50年代末にアメリカで起こったテレビ・スキャンダルの実話を基に、テレピメディアの持つ影響力と欺瞞性と脅威を描いた映画「クイズ・ショウ」がありますん。アメリカの放送メディアの揺籃期、クイズ番組の勃興期におこった事件を映画にしています。監督は、俳優のロバート・レッドフォード。原作は、「クイズ・ショウ60年代アメリカ衝撃の真実」(扶桑社ミステリー、有沢善樹訳)。著者は、このクイズ・スキャンダルをきっかけにして、ロバート・ケネディとジョンソン政権時代に、スピーチ・ライターを務め、映画の共同製作にも名を連ねるリチャード・N・グッドウィン。翻訳者の有沢善樹氏の解説によれば、アメリカ人にとって、60年代のケネディ暗殺、70年代のウォーターゲート事件と並んで゜、50年代のこのクイズ・スキャンダルは、記憶に深く刻まれた歴史的出来事のようです。
このクイズ・スキャンダルは、今改めて、国民が熱中するクイズ番組とは何なのか…?巨大なテレビ・メディアの持つまやかしの演出、スポンサーと視聴率の神話が暴露されながらも、それでもクイズ番組がくり返し、サーカスのピエロのようにマスク(仮面)を変え、笑と関心をおもねるクイズ番組とは何なんだ…? と問い質す映画です。
私は、このクイズ・スキャンダルに、このクエスチョンの一つの解答が隠されている気がします。
スキャンダラスなテレビの偽装実話とは、1956年、アメリカで人気が沸騰していたクイズ番組、<21(トゥエンティ・ワン)>で、無敵を誇る物知りのチャンピオン、ハーヴィー・ステンプルが勝ち進んていました。しかし、視聴率の伸び悩みから、番組スポンサー社長から担当者に、別の解答者に変更しろと指示を出されます。そこで、番組プロデューサーは、大学講師で、著名な詩人を父に持つチャーリー・ヴァン・ドーレンをチャンピオンにする計画を実行に移します。
プロデューサーは、一方で、ハーヴィーに別のクイズ番組への出演をちらつかせ、ハーヴィーが本番で解答を間違えることを勧めます。他方で、挑戦者チャーリー・ヴァン・ドーレンには、オーディションで出題したクエッチョンと同じ問題を出して正解するように演出します。
チャーリー・ヴァン・ドーレンは名門出身で、若くてハンサムなクイズチャンピオンとして、雑誌『タイム』や『ライフ』の表紙を飾り、一躍注目の的になった。この裏には、番組をよりドラマチックに演出しようとするテレビのまやかしの裏工作があつた。それでも、彼は、番組がわざと演出した勝利にうすうす気つくが、世間の脚光を浴びる栄誉に負けて、チャンピオンを続投する。
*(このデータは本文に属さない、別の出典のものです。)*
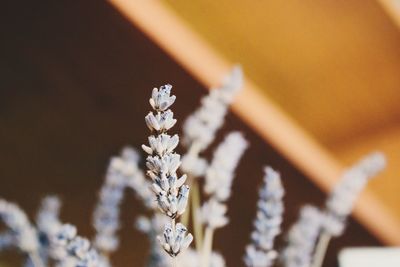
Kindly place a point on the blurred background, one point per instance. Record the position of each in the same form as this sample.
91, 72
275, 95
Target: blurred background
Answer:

しかし、チャーリーはこの欺瞞に耐え切れずに15週目の対戦でわざと不正解。全米マスコミが注目する中、チャンピオンの座を降りる。ハーヴィーは、このテレビ界の不正を地方検事局に訴えを起こし、立法管理委員会が調査に乗り出す。関係者への聞き込みが開始される。ヴァン・ドーレンはとうとう、立法委員会の席で不正事実を認め、声明を発表する…。
事件は全米放送史上空前のセンセーショナルなクイズ・スキャンダルへ広がる…。
リチャード・N・グッドウィンは、50年代のアメリカの時代背景と経済の輪郭を見事に切り取っています。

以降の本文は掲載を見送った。